Skip to content

HITRAN Spectroscopic Data Management

vSmartMOM.jl requires spectroscopic line parameters from the HITRAN database to compute gas absorption cross-sections. This page explains the two available data pathways, how to switch between them, and how version provenance is tracked.

Overview

There are two pathways for obtaining HITRAN data:

Legacy Artifacts (default)Direct Download
HITRAN editionHITRAN 2016Current edition on hitran.org (HITRAN 2024 as of early 2025)
Data sourcePre-packaged tarballs hosted on a Caltech serverLive download from the HITRAN API
IsotopologuesAll isotopologues per moleculeAll isotopologues per molecule
Wavenumber rangeFull range (0–150,000 cm⁻¹)Configurable per download
Version trackingImplicit (URL path contains hitran_2016)Explicit .meta.toml file with SHA-256, download date, source URL
StorageJulia Artifacts cache (~/.julia/artifacts/)Scratch space (~/.julia/scratchspaces/)
Internet requiredOnly on first access (lazy download)Only on first access (cached thereafter)

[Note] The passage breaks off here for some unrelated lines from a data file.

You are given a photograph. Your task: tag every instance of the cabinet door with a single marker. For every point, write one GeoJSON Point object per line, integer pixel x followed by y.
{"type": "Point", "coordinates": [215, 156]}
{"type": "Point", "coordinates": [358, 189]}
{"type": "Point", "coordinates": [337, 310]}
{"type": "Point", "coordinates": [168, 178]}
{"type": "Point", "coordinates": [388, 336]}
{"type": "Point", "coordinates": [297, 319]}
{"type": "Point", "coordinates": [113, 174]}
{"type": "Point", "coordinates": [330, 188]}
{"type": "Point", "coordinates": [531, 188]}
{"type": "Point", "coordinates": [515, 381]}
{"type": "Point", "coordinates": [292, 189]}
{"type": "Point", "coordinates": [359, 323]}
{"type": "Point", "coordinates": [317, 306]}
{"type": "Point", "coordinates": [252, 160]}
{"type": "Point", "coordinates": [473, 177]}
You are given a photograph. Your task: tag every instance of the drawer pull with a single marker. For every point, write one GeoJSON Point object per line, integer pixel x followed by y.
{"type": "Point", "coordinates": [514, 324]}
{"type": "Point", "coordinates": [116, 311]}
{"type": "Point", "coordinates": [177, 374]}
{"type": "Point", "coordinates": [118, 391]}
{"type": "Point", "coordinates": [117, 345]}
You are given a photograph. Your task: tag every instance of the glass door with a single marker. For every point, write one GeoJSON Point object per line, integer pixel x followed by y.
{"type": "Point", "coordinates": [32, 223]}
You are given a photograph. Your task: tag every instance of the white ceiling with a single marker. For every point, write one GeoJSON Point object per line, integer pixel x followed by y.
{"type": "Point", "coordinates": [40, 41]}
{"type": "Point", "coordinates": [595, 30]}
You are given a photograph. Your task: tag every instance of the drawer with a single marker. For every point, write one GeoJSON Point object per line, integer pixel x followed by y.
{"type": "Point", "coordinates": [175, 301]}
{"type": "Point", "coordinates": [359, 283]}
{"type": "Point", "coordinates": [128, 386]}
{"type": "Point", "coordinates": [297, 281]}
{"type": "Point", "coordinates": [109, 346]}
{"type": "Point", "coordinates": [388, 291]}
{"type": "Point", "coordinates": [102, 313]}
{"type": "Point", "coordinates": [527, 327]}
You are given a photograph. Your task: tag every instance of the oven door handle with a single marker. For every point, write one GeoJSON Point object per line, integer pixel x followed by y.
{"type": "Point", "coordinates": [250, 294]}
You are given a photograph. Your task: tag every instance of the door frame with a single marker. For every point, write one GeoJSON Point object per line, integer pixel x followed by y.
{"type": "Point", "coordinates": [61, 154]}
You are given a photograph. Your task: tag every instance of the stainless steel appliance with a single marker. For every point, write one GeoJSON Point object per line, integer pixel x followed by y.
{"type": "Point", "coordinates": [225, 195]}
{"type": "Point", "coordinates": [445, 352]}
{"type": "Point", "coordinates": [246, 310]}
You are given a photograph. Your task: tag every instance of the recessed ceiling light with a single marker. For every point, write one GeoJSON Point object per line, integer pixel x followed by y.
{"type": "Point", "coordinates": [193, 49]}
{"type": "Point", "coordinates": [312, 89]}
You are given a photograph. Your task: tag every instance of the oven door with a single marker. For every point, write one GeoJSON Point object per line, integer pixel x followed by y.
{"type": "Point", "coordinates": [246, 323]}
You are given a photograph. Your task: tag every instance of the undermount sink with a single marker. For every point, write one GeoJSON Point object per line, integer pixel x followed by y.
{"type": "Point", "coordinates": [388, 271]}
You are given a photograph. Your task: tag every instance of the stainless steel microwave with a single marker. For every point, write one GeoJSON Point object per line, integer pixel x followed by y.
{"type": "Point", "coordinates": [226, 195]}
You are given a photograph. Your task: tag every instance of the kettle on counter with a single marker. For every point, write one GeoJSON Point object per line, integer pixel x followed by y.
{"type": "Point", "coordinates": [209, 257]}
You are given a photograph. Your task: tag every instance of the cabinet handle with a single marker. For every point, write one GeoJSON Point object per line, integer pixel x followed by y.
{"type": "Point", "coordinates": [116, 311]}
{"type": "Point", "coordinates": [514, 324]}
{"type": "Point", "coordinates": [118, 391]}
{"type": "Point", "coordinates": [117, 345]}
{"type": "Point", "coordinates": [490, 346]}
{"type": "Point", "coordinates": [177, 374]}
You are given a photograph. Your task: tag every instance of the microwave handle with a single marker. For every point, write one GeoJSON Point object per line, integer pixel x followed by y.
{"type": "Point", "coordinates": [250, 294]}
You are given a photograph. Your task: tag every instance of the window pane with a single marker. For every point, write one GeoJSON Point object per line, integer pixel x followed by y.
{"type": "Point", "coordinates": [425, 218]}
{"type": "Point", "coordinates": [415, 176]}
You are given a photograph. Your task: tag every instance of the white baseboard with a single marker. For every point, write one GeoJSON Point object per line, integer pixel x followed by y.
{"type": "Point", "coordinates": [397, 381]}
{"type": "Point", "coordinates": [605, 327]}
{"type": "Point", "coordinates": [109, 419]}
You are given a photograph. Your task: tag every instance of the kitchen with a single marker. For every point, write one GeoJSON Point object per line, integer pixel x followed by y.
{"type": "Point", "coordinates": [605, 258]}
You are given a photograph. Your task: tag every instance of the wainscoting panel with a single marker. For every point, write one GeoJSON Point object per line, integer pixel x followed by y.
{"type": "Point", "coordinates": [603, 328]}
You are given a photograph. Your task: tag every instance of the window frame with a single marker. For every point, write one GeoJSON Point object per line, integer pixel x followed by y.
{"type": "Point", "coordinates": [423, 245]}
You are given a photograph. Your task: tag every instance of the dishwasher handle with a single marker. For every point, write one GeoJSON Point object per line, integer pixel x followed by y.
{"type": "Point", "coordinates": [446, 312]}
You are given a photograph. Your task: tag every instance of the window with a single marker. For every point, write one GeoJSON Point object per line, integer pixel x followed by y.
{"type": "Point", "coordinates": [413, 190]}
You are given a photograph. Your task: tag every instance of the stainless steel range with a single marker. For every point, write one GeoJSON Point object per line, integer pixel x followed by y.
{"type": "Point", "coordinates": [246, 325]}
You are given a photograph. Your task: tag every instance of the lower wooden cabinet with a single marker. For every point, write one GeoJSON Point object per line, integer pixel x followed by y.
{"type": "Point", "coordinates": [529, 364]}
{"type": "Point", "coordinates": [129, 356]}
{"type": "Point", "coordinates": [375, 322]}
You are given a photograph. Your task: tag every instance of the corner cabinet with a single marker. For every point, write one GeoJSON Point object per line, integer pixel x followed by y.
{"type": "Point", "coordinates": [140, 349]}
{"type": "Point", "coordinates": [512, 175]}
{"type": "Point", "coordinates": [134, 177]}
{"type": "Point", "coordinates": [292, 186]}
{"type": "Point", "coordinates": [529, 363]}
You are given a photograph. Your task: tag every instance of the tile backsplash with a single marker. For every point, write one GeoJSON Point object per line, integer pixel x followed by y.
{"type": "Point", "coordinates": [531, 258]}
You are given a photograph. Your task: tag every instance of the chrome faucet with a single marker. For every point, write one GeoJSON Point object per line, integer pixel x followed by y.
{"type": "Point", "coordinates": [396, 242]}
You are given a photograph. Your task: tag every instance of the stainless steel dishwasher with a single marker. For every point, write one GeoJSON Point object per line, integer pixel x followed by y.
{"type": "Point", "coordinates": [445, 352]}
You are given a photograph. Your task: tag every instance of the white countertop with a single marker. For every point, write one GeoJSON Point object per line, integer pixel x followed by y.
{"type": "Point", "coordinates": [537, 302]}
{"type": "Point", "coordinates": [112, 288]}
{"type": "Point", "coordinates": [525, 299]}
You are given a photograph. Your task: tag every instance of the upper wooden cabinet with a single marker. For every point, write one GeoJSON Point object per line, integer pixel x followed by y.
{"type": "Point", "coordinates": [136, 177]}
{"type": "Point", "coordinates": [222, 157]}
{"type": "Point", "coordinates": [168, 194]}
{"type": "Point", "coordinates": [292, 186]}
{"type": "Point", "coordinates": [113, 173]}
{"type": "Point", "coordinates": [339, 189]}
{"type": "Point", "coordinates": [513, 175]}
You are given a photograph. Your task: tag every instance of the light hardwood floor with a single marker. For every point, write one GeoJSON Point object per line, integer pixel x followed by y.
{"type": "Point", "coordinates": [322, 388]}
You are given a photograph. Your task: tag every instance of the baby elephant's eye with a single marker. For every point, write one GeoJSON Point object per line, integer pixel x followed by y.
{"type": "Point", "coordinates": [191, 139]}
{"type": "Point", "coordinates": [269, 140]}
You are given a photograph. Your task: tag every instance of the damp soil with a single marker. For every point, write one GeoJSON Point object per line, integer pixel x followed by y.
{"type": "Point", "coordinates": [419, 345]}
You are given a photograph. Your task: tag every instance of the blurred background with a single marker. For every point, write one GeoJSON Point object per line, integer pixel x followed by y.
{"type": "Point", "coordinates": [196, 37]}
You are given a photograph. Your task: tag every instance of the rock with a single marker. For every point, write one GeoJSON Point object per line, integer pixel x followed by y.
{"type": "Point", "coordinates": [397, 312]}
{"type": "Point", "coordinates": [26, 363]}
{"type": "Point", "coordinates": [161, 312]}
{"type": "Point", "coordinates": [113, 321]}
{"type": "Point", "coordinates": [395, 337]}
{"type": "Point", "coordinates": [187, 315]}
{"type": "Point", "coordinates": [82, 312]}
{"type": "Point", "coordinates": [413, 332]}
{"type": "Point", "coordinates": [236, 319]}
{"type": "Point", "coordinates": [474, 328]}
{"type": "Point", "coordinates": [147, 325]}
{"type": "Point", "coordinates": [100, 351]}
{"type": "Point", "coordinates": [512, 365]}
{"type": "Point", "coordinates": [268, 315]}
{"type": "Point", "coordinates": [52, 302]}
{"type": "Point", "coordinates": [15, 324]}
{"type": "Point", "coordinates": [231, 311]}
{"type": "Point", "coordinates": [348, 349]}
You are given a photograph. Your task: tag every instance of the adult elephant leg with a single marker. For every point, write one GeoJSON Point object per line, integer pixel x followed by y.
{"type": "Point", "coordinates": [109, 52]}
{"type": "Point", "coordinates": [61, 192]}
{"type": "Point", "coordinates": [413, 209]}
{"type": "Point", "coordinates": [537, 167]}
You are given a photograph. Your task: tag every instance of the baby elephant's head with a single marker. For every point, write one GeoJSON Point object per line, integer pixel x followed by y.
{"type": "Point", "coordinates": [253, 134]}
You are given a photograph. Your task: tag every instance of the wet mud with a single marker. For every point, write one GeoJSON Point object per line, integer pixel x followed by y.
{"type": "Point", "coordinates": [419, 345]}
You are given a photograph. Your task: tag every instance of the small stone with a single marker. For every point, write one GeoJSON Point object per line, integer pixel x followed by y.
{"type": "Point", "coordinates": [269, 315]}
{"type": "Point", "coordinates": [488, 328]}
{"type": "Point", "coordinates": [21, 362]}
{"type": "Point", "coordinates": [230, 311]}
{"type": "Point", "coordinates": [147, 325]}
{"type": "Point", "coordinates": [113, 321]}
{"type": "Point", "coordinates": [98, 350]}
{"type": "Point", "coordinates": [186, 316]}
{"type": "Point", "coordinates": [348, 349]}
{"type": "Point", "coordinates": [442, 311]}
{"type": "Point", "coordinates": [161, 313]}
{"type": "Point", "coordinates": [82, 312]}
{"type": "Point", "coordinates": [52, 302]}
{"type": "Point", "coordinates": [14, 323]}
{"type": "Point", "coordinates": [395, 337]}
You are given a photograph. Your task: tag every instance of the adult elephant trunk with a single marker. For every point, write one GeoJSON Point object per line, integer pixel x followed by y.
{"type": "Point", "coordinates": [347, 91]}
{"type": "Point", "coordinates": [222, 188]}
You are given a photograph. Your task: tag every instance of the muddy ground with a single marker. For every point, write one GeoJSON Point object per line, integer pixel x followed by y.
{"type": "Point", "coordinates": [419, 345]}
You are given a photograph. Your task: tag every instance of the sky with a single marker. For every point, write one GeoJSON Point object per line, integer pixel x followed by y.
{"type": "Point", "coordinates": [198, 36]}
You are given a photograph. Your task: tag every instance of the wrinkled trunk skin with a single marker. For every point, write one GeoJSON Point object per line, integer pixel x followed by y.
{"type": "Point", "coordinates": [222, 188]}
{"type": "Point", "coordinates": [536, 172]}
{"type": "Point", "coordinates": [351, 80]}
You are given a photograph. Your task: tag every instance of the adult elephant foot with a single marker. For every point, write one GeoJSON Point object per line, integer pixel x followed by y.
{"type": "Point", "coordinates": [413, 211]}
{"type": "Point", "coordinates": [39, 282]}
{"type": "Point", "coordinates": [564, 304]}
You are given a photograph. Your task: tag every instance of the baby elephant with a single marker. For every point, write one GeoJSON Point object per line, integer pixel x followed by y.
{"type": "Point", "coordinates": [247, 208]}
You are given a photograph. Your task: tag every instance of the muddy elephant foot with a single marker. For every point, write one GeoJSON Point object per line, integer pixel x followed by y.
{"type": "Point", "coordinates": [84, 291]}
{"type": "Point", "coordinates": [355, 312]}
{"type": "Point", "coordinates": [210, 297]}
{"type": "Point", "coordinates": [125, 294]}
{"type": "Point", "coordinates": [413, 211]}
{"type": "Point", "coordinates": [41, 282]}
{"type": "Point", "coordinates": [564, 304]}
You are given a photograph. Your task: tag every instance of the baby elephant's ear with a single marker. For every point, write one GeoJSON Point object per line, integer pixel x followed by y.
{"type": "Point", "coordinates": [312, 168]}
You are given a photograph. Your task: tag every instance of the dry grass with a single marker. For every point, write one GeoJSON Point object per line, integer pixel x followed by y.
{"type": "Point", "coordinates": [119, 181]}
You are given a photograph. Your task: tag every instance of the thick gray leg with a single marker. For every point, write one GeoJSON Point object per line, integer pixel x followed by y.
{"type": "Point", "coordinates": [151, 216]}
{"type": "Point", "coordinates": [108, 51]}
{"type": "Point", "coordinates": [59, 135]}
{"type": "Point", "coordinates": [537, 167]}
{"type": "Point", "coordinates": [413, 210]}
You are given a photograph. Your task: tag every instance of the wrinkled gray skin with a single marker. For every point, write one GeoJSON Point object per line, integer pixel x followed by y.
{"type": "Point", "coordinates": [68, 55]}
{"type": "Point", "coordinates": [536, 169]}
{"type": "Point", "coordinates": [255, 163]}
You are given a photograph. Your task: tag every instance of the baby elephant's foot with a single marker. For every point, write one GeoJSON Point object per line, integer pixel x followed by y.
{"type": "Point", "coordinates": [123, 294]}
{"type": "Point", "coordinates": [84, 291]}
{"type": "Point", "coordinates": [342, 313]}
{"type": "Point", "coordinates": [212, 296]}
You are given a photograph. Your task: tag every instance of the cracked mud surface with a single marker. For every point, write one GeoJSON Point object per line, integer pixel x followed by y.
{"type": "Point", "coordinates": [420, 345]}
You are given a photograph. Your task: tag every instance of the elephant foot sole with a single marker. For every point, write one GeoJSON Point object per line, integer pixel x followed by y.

Backward compatibility: The default behavior is unchanged. Existing code that calls artifact("CO2") or uses YAML configs with molecule names will continue to use the legacy HITRAN 2016 artifacts. You must explicitly opt in to a different edition.

Pathway 1: Legacy Artifacts (HITRAN 2016) – Default

This is the original data pathway and remains the default. HITRAN 2016 line-parameter files (.par format) are distributed as Julia lazy artifacts. They are downloaded automatically on first use from a Caltech server and cached in ~/.julia/artifacts/.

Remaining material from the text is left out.